Meski tunanetra, Ismail tak pernah patah arang dalam menjalani hidup. Terbukti, ia sempat menyandang gelar wisudawan terbaik UIN tahun 2007 dengan IPK 3,81. Berbagai kesulitan sempat ia rasakan selama mengenyam pendidikan, mulai dari fasilitas kampus yang tidak aksesibel sampai kesulitan mengakses bahan bacaan. Namun, toh akhirnya tekad kuatlah yang membimbingnya menggapai prestasi. Menurut bungsu dari tujuh bersaudara itu, kesuksesan akan kita raih jika kita memiliki tekad yang kuat. Perbedaan yang ada antara dirinya dan teman-temannya, lanjut Ismail, hanya pada penglihatan saja. “Mereka melihat, kita tidak. Sedangkan kemampuan otak kita sebenarnya sama, tidak berkurang karena jadi tunanetra. Bahkan menurut hasil penelitian dan pengalaman saya, daya ingat tunanetra justru akan meningkat.
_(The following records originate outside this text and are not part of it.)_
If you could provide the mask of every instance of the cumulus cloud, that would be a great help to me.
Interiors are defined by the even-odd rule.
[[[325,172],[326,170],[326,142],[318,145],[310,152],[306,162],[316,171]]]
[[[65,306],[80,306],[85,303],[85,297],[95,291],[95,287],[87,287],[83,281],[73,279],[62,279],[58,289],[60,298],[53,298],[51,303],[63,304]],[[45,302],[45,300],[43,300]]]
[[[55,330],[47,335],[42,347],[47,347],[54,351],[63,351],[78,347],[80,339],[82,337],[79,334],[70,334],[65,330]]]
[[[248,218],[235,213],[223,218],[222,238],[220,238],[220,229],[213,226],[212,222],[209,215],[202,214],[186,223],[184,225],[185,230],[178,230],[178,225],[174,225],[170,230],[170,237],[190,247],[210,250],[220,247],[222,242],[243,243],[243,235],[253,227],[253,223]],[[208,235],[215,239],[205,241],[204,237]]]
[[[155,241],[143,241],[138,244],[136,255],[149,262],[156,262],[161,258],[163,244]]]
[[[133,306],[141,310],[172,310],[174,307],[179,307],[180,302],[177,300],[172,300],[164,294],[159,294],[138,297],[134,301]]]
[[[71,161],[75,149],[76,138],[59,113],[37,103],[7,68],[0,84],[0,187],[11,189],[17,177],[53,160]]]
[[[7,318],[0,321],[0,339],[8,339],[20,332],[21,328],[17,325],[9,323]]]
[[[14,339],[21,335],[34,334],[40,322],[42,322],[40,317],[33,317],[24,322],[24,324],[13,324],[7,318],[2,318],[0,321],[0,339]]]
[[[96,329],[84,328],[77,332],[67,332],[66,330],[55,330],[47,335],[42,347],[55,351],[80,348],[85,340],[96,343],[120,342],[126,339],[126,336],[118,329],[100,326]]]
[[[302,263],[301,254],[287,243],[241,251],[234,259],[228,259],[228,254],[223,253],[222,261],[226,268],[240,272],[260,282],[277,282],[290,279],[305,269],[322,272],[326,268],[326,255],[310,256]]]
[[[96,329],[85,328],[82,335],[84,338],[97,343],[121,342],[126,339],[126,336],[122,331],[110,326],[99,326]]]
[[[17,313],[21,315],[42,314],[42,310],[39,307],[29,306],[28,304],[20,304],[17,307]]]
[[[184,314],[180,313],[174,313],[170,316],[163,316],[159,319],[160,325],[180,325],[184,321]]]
Selain itu, indera-indera yang lain juga menjadi lebih peka. . Nah, ini sangat efektif untuk belajar,” katanya.

 

Selain motivasi dari teman-teman tunanetra, semua kerja keras yang Ismail lakukan semasa kuliah, rasanya tidak akan sempurna tanpa uluran tangan teman-teman nontunanetra dan para relawan. Ia mengakui, bantuan para relawan dalam mengakses buku-buku bacaan sangat mempengaruhi prestasi akademiknya. Di samping itu, Ismail juga terbilang dekat dengan para dosen. Menurut dia, sebagai orang yang memiliki keterbatasan, dirinya memerlukan sebuah perlakuan khusus atau trik-trik pengajaran tertentu yang membantu proses belajarnya. Agar para dosen dapat memahami kebutuhan itu, Ismail senantiasa memperkenalkan diri pada dosen-dosennya di masa-masa awal perkuliahan. “Bahkan ada juga dosen yang selalu menceritakan tentang saya ketika beliau mengajar di kelas lain, sehingga teman-teman di kelas lain jadi mengenal saya berkat cerita dosen itu,” tuturnya.

 

Ismail yang telah menjadi tunanetra sejak usia 19 tahun pun pernah terlibat dalam sebuah komunitas pengembangan potensi pemuda bertajuk Young Intra Preneur  (YIP). Saat itu, ia mengembangkan sebuah program bernama Social Leadership and Motivation Training (SOLMATE). Menurut pria yang kini sedang menggarap thesis di jurusan Ekonomi Islam Universitas Ibnu Khoaldun, Bogor itu , diskriminasi tidak akan dapat dihapuskan jika individu disabilitas masih bersikap eksklusif. Menurut dia, ada lima tahapan untuk menghapuskan diskriminasi. Yang pertama, dibutuhkan kesadaran akan posisi kita sebagai bagian dari masyarakat. Setelah itu, kita perlu bersosialisasi dengan lingkungan. Kenalkan diri pada orang-orang di sekeliling, tidak perlu malu karena kita adalah tunanetra.  Lalu, turut berkontribusi dalam masyarakat. Lakukan apa saja yang dapat kita lakukan untuk orang-orang di sekitar kita. Dengan kontribusi yang kita berikan, kelak akan dapat menjadi pemimpin dalam masyarakat itu sendiri. Setelah keempat langkah tersebut terlaksana, maka penyandang disabilitas sekali pun dapat menjadi inspirasi dan teladan di lingkungannya. “Inilah yang ingin saya contohkan pada teman-teman, bahwa tanpa perlu kita banyak bicara, masyarakat telah menghormati keberadaan kita. Daripada melakukan advokasi tapi individunya sendiri tidak melakukan apa-apa, buat saya lebih baik menggunakan cara seperti ini,” tukas Ismail menutup pembicaraan.(RR)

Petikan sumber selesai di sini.